Após uma investigação que durou mais de um ano e meio, as autoridades entenderam que a compra do Instagram, em 2012, por US$ 1 bilhão, e a do WhatsApp, em 2014, por US$ 19 bilhões, eliminaram competição no mercado de redes sociais. Além disso, as duas aquisições ajudaram o Facebook a se tornar uma empresa com valor de mercado de cerca de US$ 800 bilhões. Em um comunicado, a coalizão de advogados gerais pede à Justiça a interrupção das atividades ilegais do Facebook e a avaliação sobre ser necessário à empresa desinvestir ou reestruturar sua atual governança. O grupo pediu ainda que o Facebook não possa adquirir nenhuma empresa acima de US$ 10 milhões sem avisar as autoridades.

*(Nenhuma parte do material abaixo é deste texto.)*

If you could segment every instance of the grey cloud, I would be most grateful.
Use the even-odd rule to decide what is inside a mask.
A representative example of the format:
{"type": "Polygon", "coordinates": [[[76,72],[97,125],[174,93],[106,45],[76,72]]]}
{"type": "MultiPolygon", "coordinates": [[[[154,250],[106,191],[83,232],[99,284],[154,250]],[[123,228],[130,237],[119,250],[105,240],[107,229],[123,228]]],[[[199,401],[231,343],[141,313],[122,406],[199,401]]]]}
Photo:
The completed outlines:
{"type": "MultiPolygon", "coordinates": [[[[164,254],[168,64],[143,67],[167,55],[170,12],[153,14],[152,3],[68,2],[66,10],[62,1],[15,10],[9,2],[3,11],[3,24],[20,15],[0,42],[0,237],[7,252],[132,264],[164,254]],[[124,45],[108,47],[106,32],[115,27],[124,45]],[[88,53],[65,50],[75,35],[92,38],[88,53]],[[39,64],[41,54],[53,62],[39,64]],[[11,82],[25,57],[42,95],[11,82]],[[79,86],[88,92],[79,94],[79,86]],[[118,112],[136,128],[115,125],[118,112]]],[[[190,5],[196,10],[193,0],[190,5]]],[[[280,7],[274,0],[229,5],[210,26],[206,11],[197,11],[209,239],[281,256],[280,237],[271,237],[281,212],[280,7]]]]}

"Por mais de uma década, o Facebook usou sua dominância e poder para esmagar rivais e eliminar competição, às custas de seus usuários diários", disse a advogada-geral de Nova York, Letitia James, que liderou a investigação em paralelo com a agência federal. "Nossa ambição é afastar as condutas anticompetitivas do Facebook e permitir que a competição e a inovação voltem a acontecer", complementou Ian Conner, diretor do burô de competição da FTC, em um comunicado em separado.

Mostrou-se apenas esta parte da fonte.